GfZK

Otto Zitko

21 Nov 2007 - 31 Jul 2008

Otto Zitko, Untitled, Acryl, GfZK Leipzig, 2007
Expressive lines lead across walls and ceilings, enmeshing the viewer on all sides. The drawings and paintings of Otto Zitko disrupt all settings and break free of any conventional frame. The artist explores the relationship between drawing and space, between the drawn gesture and the solid architectural form in large-scale murals and wall paintings which seem to take hold of the entire room, overwriting and redefining the structure of the space.

At first sight, these drawings suggest an immediacy of artistic expression as if this was a manifestation of an excessive performance in space, but in fact this is a representation of immediacy. On closer inspection, the vigorously-drawn gradating lines which sweep over the room prove to have been composed piece by piece. They are in essence dependent on the spatial dimensions they wish to surmount. The resulting brittleness of the expressive gesture no longer permits the presentation of a direct self-expression. Authenticity and subjectivity prove to be constructed and staged.

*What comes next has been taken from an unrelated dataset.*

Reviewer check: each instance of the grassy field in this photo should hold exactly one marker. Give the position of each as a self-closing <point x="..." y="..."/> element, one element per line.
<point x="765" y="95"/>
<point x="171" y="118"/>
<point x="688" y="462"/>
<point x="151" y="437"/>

The Museum of Contemporary Art already owns a 1986 drawing series by Otto Zitko, his “Analphabet”. This series, a gift from Arend Oetker to the Museum of Contemporary Art, provided us with the impetus to invite Zitko to implement his large-scale mural drawings in the spaces of the future library. Another decisive factor was a large collection of largely West German informal painting of the late 1940s and 1950s. Within years of the collapse of communism in former East Germany, these works, which had been collected by the Cultural Committee of German Business, were presented as long-term loans to the newly-founded Museum of Contemporary Art Leipzig, and in November 2006, they were donated without charge. The work of Otto Zitko presents a connection to these works of post-war art, but also to expressive works in the German Democratic Republic of the 1980s. Pieces from the collection are displayed concurrently on the first floor of GfZK-1.

Early next year, the Jovis publishing house of Berlin in collaboration with Studio Zitko and the Salzburg Kunstverein will publish a comprehensive book entitled Die Konstruktion der Geste (‘The Construction of Gesture’). This shows the genesis of the murals and wall paintings in projects for galleries and private clients.

The exhibition of Otto Zitko is the first in a series of events which take an artistic engagement with the theme of ‘the library’ in the form of presentations, projections and exhibitions (with Maria Eichhorn, Glegg & Guttmann, Tobias Rehberger et al.). Exact dates will be announced later.